Volgens stoppestennu.nl worden er jaarlijks meer dan 500.000 jongeren online gepest maar dit overkomt ook zeker volwassenen. Digitale media als Instagram, Snapchat, Facebook en Twitter maakt het heel gemakkelijk om iemand een bericht te sturen, zonder daadwerkelijk geconfronteerd te worden met de reactie. Cyberpesten kan gaan om dreigende berichten sturen, belastende foto’s of filmpjes plaatsen of iemand uitschelden.
Wie actief is online heeft vaak ook te maken met bijvoorbeeld ongewenste seksuele toespeling in je DM’s, denigrerende comments over je uiterlijk onder een post of een beledigend bericht in je inbox. Dit kan gaan van vervelend en ongemakkelijk tot kwetsend en angstaanjagend. Maar, niet strafbaar.
Hoe ga je om met die negatieve comments? Een kwestie van een dikke huid kweken en accepteren dat het erbij hoort? En weten we wel voldoende over wat wel en niet mag op het internet, wat feitelijk strafbaar is en wat de mogelijkheden zijn om een zaak aan te spannen?
We spraken erover met influencer en online activiste Mignon Nusteling en jurist Charlotte Meindersma.
Naakt en feminisme
Als influencer heeft Mignon Nusteling (29) te maken met online haat en cyberbullying. De kunstenares en activiste houdt zich onder andere bezig met taboes doorbreken over naakt, feminisme, autisme en ableism. Met meer dan 17.000 volgers op haar Instagramaccount is Mignon een publiek figuur en ze heeft dan ook te maken met onbekenden die haar in comments of DM’s aanspreken op haar woorden, foto’s, uiterlijk en haar werk.

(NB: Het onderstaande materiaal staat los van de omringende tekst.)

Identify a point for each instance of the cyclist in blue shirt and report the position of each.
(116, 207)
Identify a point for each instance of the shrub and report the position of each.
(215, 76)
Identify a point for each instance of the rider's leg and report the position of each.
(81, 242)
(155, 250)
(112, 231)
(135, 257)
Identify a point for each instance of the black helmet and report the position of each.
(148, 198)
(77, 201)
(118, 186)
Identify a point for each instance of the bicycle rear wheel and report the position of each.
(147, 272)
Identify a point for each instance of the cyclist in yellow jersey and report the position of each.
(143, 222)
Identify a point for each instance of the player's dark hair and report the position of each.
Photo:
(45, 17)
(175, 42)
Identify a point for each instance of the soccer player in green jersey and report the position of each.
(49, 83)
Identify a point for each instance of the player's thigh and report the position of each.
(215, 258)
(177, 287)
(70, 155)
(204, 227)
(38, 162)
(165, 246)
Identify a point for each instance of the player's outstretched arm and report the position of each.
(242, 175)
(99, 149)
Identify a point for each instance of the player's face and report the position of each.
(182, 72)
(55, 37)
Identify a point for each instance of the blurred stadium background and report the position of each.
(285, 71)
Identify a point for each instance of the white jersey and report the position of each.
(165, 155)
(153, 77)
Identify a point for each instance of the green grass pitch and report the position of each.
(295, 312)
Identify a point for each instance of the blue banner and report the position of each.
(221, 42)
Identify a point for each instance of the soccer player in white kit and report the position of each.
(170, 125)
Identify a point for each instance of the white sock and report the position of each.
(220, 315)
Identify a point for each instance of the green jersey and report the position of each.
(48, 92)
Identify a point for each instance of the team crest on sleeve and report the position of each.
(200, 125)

Mignon: “Het is eerlijk gezegd wel wat minder geworden. In het begin gebruikte ik mijn Instagram als een soort performance art en was alles expres over the top. Als er dan iets meer bloot te zien was kreeg ik daar echt heel veel gedoe over. Toen ik iets persoonlijker werd kreeg ik vooral veel negatieve reacties op feministische uitingen. Mijn doelgroep is inmiddels duidelijker en specifieker waardoor de negatieve reacties ook minder zijn geworden. Ik merk dat er weer even een golf van vervelende comments komt wanneer ik ergens anders gedeeld word, dus bij mensen die daar niet aan gewend zijn.”
“Opvallend is dat een deel van de negatieve reacties van dichterbij komen. Niet van mijn echt intieme cirkel, maar wel daarbuiten. Van kennissen, mensen met wie ik op school heb gezeten, die ik in de kroeg tegenkom of vrienden van vrienden bijvoorbeeld. Dat soort haat en negativiteit gebeurt misschien online, maar ik moet daar in de ‘analoge’ wereld ook mee omgaan.”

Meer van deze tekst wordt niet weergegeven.